The African Development Bank is joining the list of multilateral development banks and government aid agencies that have gender strategies – but it’s not clear how it plans to actually incorporate this new plan into its funding decisions and work.
“The bank wants to customize its interventions … to consolidate technical credibility and strengthen gender mainstreaming,” Ginette-Ursule Yorman, manager of AfDB’s gender and social development monitoring division, reportedly said at a consultative strategy meeting this week.
Yorman also said an AfDB priority is to help countries develop gender statistics.
The AfDB Group’s gender strategy for 2013-2017 reportedly focuses on ensuring gender inclusivity factors into economic opportunities, social progress and political participation in Africa. However, the bank has yet to post the plan on its website and is not circulating it online.

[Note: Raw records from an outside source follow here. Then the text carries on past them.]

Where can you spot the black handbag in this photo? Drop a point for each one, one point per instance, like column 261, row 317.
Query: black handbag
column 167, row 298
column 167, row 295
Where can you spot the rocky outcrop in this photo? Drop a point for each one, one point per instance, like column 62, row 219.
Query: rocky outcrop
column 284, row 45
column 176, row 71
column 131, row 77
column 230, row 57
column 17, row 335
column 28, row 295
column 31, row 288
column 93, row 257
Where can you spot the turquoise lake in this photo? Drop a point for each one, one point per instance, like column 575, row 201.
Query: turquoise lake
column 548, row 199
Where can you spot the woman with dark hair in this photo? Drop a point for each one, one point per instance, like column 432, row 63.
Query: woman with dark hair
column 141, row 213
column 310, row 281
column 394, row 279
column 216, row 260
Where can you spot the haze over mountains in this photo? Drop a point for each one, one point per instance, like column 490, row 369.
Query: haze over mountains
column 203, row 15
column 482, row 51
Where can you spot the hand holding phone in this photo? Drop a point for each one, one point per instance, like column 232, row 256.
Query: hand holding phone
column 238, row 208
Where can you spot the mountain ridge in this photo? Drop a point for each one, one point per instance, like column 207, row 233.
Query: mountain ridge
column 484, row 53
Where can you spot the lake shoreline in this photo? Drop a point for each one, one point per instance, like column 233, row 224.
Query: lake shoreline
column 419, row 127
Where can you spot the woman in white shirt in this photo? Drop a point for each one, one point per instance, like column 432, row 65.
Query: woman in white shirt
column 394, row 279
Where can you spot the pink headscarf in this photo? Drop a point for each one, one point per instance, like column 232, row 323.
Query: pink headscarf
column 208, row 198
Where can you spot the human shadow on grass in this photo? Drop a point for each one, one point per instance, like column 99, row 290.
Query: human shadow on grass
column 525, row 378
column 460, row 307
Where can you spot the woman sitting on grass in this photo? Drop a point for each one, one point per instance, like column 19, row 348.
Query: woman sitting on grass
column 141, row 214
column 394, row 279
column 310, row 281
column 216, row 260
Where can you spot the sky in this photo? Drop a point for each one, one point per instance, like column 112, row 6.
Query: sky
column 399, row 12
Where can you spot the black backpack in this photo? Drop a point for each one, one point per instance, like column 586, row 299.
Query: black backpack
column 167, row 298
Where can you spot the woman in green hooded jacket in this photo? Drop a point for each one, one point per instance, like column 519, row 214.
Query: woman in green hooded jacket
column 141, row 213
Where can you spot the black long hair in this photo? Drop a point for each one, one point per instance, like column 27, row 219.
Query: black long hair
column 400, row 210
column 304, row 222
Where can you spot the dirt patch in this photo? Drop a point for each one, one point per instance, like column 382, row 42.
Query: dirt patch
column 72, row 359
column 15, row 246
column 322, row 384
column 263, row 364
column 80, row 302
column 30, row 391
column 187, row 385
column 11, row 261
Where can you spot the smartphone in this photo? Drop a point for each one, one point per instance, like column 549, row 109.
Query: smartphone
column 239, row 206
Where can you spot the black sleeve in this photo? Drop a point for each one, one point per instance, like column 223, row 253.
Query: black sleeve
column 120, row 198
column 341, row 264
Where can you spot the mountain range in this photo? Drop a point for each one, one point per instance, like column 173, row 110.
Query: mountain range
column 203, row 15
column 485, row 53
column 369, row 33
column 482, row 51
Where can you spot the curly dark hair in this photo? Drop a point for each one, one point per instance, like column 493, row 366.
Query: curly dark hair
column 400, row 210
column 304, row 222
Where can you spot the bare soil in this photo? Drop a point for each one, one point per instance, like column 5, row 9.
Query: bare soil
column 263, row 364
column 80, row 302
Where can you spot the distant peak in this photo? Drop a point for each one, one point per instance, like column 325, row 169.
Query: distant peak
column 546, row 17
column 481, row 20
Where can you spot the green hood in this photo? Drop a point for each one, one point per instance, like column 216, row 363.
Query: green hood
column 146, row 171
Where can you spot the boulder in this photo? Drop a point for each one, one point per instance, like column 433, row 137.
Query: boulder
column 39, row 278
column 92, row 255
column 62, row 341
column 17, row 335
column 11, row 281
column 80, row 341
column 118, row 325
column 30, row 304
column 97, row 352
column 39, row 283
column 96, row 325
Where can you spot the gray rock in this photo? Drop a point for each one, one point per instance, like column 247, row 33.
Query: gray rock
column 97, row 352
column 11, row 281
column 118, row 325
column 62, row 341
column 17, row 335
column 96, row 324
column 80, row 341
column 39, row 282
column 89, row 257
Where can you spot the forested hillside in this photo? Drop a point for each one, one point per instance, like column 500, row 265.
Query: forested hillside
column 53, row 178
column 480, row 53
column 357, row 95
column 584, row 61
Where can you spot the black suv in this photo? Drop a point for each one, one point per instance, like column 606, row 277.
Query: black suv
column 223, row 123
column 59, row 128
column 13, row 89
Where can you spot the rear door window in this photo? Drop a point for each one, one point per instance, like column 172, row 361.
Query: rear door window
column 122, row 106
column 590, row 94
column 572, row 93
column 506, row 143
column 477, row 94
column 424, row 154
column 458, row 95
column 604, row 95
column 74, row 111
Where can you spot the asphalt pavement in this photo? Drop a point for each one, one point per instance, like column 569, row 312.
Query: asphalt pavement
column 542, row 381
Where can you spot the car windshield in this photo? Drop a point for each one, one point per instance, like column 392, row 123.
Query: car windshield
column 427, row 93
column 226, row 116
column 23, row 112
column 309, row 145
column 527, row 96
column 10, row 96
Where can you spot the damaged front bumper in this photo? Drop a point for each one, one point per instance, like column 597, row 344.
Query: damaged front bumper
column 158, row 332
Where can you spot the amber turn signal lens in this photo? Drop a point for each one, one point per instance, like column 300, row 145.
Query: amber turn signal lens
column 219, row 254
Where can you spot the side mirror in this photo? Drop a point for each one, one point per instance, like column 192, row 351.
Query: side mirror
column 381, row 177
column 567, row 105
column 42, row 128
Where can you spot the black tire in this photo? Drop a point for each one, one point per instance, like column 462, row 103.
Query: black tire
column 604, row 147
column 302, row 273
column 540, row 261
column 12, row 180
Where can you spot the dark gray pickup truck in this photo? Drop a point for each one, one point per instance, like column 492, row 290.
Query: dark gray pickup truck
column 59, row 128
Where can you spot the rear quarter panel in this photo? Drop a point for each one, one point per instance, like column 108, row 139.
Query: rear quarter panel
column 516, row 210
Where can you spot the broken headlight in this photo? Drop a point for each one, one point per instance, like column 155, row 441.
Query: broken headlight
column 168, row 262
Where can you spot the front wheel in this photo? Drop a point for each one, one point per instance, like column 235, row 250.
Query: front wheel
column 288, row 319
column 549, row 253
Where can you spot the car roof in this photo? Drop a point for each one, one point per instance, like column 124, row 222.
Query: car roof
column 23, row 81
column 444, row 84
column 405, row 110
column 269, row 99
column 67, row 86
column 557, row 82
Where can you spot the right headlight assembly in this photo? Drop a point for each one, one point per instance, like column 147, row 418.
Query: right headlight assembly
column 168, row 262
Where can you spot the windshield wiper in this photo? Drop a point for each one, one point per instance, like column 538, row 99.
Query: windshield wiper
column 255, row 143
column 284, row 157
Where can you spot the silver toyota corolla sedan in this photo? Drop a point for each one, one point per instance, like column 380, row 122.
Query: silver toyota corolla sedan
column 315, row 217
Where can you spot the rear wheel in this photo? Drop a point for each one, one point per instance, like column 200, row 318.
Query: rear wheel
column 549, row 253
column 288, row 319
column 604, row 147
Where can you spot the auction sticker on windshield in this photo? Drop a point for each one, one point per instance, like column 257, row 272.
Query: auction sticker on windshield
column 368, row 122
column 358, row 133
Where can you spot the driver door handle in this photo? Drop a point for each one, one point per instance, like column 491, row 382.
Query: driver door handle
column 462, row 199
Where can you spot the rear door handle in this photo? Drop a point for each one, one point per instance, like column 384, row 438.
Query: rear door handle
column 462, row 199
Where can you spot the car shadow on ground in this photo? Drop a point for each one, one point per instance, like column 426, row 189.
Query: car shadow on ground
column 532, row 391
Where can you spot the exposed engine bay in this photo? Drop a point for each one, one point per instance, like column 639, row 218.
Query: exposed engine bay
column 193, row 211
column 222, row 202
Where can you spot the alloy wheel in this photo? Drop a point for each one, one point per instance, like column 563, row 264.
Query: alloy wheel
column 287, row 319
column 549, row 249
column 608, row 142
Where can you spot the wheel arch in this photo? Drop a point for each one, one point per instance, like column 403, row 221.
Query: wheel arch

The World Bank is another large multilateral development bank that has publicly prioritized gender.
About 83 percent of the World Bank’s lending and grants — totaling more than $29 billion — have gone to gender-informed projects, the bank said in a recent media release analyzing its progress on its gender strategy.
The U.K. Department for International Development, U.S. Agency for International Development, Japan International Cooperation Agency and Norwegian Agency for Development Cooperation are among bilateral aid agencies that also have gender strategies.
But a 2008 report by the U.N. gender rights agency, then still known as UNIFEM, showed that while certain commissions and organizations appeared to prioritize gender rights in their budgets, in the case of the European Commission, for instance, limited evidence supports practical interventions to address gender issues.